Well, I spent the afternoon getting somewhat up to speed on the aircraft–enough that I was able to fly the tutorial flight successfully-ish. The picture above is proof that I got the thing in the air
I wanted a highly realistic airliner and that is what I got. Meanwhile, I bet over in the Aerosoft forums Mathijs is telling people that they should have been careful what they wished for! I’m going to have to watch The Dude’s videos and do the tutorial again; I definitely missed some stuff when I got busy with the descent. I was high initially because I couldn’t get VNAV working to give me the TOD and descent numbers, so I had to go around. That said, I did complete a successful landing. In any case, this aircraft is the real deal and it is going to require some serious study to get fully comfortable with it.
Next, I ended up having some issues entering stuff in the FMS. I mistyped and Clear didn’t seem to be working. If that happens to you, it is likely because the sim is interpreting your attempt to press Clear as trying to manipulate the speed brake lever. You may need to deploy some speed brakes to get the lever out of the way in order for Clear to work. In the process of learning that lesson, I managed to hang the sim and had to start over. But that was good because repetition is necessary to learn the aircraft.
On attempt two, I got to the runway, took off and couldn’t climb above 10,000 feet even with the engines at max power. Tried turning anti ice on, but that didn’t help. Honestly, I have no idea what the problem was. No flaps were out, the gear was up, the speedbrakes were retracted. So I bailed because something was badly wrong. It was almost like the aircraft was overweight and out of CG, but according to the EFB it was fine. The MSFS weight and balance page was another story though.
Anyway, third time was a charm and everything was fine climbing up to FL180. From there, things went a bit south as I couldn’t get VNAV figured out, and as I said I ended up high and had to go around. I never did figure out how to display the ILS (though the localizer was programmed) so I flew the approach on the PAPI and landed without incident. Reversers worked fine.
So as I said, Wow! My airline captain buddy calls the A320 an old man’s aircraft because it is “so easy.” Compared to the CRJ, I can totally see why. After flying the CRJ, the A32NX feels like a Cessna 172; it truly is “so easy.” The CRJ has way more going on, way more stuff to keep track of, and extreme workload when you are a single pilot. Which is to say, the CRJ is incredibly fun to fly.

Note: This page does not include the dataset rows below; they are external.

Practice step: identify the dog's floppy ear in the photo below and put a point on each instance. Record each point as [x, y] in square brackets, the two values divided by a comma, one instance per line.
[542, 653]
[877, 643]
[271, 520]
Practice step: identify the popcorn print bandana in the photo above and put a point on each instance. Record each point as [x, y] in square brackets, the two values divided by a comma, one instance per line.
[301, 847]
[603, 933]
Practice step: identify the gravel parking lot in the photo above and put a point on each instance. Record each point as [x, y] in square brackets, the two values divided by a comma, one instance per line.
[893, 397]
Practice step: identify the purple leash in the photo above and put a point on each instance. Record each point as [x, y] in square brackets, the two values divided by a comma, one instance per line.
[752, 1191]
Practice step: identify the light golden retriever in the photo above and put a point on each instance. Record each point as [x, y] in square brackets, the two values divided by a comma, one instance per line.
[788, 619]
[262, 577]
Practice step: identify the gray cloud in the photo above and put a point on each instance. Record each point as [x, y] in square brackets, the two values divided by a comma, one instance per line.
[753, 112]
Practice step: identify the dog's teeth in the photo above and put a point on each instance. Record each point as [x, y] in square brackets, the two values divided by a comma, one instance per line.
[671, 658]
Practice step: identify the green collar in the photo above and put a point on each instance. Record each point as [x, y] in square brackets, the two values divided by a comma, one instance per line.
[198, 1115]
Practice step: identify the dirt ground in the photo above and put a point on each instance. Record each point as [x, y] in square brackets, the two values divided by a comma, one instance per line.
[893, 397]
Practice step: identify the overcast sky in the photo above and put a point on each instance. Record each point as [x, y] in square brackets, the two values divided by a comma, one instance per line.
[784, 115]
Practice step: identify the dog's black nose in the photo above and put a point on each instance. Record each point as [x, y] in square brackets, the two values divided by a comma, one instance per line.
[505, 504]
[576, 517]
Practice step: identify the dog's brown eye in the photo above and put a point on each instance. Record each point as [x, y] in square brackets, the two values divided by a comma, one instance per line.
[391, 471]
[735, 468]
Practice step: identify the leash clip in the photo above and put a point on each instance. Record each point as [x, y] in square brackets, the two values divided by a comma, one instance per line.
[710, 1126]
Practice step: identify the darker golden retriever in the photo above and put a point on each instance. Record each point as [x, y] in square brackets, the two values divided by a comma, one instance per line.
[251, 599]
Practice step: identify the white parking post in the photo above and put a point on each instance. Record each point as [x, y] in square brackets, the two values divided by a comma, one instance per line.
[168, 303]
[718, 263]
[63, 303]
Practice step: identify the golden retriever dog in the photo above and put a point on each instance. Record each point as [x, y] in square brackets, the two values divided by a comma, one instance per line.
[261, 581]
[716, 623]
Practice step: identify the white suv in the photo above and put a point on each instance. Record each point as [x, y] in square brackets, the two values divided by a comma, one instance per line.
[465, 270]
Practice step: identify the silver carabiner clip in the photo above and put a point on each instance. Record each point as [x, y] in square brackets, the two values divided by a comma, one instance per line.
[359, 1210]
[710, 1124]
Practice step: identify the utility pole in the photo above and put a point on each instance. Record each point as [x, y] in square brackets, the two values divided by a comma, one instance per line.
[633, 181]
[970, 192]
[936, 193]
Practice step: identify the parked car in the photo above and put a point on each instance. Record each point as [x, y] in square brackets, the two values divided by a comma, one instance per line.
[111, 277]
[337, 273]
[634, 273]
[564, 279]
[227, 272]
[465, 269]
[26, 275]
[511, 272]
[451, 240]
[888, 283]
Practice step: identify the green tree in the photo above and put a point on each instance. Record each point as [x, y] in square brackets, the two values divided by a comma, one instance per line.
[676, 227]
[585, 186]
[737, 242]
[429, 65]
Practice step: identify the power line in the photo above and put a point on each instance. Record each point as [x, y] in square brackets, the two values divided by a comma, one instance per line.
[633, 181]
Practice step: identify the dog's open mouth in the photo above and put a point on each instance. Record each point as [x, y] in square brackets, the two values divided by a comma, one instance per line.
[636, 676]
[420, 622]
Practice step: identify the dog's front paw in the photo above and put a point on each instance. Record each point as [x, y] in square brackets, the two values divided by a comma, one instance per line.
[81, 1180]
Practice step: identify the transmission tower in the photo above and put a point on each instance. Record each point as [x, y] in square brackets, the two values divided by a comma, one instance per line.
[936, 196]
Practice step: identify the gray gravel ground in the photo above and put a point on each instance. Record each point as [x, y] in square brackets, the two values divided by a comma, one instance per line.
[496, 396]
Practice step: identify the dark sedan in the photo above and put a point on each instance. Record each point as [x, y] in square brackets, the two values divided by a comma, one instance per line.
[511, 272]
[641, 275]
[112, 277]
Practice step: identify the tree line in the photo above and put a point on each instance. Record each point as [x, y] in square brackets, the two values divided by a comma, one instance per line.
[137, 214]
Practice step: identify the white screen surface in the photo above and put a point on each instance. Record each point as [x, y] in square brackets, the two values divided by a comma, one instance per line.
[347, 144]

That said, the Aerosoft CRJ is the real deal. Flying this aircraft requires putting in quite a bit of time to get up to speed on systems and procedures. There is no “I just want to go flying” option for this aircraft. While it is a fantastic product, it is most definitely for serious simmers only. People who aren’t willing to put in the time and effort will be extremely frustrated and disappointed by this aircraft. Those who are willing to rise to the challenge are going to love it.